Arti Karma Dalam Agama Buddha. Akankah Tindakan Kita Dihargai Sesuai Dengan Pahala Atau Takhayul? - Pandangan Alternatif

Arti Karma Dalam Agama Buddha. Akankah Tindakan Kita Dihargai Sesuai Dengan Pahala Atau Takhayul? - Pandangan Alternatif
Arti Karma Dalam Agama Buddha. Akankah Tindakan Kita Dihargai Sesuai Dengan Pahala Atau Takhayul? - Pandangan Alternatif

Video: Arti Karma Dalam Agama Buddha. Akankah Tindakan Kita Dihargai Sesuai Dengan Pahala Atau Takhayul? - Pandangan Alternatif

Video: Arti Karma Dalam Agama Buddha. Akankah Tindakan Kita Dihargai Sesuai Dengan Pahala Atau Takhayul? - Pandangan Alternatif
Video: Macam-Macam Hukum Karma dalam Agama Buddha 2024, Juni
Anonim

Karma dalam Buddhisme berarti setiap tindakan yang dimulai oleh rantai sebab dan akibat yang mirip dengan hukum tindakan dan reaksi. Karma tidak hanya mencakup aktivitas fisik, tetapi juga apa yang secara sadar akan berbicara dan berpikir.

Ketika seseorang bekerja, berbicara atau berpikir, pikirannya melakukan sesuatu, dan ini akan memberikan hasil. Buddha secara khusus menekankan kesediaan untuk melakukan atau karma. Dia berkata bahwa "niat adalah karma, karena pertama-tama kita berniat untuk melakukan sesuatu di depan tubuh, perkataan dan pikiran." Jadi, saat menciptakan karma, niat lebih penting daripada pekerjaan itu sendiri.

Karma memainkan peran yang sedikit berbeda dalam Buddhisme daripada dalam Hinduisme, karena tidak ada subjek permanen (anata). Alih-alih tentang dirinya sendiri, Buddha berbicara tentang serangkaian kondisi kesadaran yang secara konsisten menentukan satu sama lain, memancarkan muatan karma. Tuduhan ini bukan hanya penjumlahan masa lalu, tetapi diproyeksikan ke masa depan sesuai dengan karya. Dengan demikian, tanggung jawab moral dipertahankan, dan hipotesis yang lolos dari keberadaan jiwa dipertahankan.

Menurut ajaran Buddha, "menanggung beban" untuk urusan sendiri, tetapi bukan substansi konstan dari "pembawa". Pengemban tanggung jawab moral harus dipahami sebagai sebuah proses, siklus berkelanjutan dari "memberi makan" buah-buah aktivitas.
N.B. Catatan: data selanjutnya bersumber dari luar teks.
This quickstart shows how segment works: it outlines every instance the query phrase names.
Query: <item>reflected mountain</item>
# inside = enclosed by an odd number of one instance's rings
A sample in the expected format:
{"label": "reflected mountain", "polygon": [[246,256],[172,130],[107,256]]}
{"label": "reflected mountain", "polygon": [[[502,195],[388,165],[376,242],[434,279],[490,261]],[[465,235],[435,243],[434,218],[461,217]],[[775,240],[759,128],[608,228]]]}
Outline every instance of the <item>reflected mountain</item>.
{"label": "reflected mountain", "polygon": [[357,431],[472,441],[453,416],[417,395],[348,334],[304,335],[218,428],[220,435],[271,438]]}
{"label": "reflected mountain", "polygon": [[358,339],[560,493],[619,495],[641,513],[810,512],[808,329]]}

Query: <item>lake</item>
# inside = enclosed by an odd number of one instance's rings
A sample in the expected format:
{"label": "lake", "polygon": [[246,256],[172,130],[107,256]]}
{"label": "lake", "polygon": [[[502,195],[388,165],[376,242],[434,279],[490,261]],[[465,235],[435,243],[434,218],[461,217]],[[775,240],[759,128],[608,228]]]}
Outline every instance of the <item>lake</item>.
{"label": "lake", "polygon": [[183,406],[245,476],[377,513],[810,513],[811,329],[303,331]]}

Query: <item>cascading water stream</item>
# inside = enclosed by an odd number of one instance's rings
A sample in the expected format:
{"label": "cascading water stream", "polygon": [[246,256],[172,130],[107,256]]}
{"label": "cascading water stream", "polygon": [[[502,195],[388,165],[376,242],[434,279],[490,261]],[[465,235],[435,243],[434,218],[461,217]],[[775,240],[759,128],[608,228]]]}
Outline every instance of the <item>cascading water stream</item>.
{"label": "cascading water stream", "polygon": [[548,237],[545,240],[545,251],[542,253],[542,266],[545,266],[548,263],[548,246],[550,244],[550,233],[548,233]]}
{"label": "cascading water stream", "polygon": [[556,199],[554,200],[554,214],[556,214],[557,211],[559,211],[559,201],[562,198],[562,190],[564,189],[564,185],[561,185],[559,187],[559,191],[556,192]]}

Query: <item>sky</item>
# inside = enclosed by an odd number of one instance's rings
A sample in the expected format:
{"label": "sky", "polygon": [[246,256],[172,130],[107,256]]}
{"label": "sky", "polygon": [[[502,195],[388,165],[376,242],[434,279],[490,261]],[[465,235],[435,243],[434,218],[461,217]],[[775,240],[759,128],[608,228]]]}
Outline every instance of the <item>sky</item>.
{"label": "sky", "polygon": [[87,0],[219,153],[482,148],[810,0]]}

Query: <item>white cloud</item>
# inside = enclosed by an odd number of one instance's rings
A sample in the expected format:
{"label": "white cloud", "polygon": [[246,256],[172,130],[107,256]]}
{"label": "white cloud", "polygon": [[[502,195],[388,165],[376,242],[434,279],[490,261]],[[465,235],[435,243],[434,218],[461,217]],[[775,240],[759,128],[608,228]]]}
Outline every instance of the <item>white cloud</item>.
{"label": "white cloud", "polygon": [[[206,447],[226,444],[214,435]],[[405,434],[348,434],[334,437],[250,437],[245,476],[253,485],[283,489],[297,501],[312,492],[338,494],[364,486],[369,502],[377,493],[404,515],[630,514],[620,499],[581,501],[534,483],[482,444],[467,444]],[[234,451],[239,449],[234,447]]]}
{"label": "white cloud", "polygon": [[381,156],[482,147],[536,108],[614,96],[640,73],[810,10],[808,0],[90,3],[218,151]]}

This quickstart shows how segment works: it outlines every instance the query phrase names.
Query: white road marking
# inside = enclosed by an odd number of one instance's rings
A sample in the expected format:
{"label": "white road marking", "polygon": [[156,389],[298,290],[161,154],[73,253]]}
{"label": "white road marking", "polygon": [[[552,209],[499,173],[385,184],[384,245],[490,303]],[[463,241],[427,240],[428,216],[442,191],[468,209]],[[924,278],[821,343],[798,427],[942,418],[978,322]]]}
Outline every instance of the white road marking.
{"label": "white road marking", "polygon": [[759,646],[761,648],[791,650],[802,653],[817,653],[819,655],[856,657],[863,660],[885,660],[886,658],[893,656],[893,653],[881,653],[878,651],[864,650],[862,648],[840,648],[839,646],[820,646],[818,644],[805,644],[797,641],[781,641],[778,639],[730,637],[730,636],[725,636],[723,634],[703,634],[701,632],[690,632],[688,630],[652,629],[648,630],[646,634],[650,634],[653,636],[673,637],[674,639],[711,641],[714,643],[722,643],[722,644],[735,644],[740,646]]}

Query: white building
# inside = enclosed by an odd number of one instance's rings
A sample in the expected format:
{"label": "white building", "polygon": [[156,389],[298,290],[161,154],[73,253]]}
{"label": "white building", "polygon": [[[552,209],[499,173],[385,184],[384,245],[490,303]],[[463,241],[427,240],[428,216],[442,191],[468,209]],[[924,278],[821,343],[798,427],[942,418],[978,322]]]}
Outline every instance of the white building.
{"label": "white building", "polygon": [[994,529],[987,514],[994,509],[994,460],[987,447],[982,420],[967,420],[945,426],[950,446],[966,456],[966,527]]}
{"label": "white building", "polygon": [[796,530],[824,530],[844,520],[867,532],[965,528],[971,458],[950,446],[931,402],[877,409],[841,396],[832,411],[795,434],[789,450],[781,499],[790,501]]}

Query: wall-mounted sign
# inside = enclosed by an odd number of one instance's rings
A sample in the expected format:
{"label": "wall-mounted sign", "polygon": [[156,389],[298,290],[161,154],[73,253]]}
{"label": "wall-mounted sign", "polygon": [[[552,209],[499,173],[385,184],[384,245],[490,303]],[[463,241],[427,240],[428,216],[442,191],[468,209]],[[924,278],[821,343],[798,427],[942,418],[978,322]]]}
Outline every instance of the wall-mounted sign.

Dalam pengertian ini, Buddha menyebut seseorang, seperti makhluk hidup lainnya, "pewaris urusannya sendiri." Makhluk terdiri dari rantai sebab dan akibat.

Konsekuensi dari karma adalah totalitas kecenderungan, naluri dan keinginan yang membentuk kepribadian seseorang. Menghirup buahnya, karma habis, tetapi kemauan bebas menciptakan karma baru, yang buahnya panas tanpa ampun.

Kematian bukanlah akhir dari kehidupan, atau penghapusan tanggung jawab moral. Proses konversi berlanjut tanpa batas, sampai seseorang menetapkan karma "dengan konsekuensi tanpa kegelapan, tanpa brilian", yang mengarah pada habisnya karma.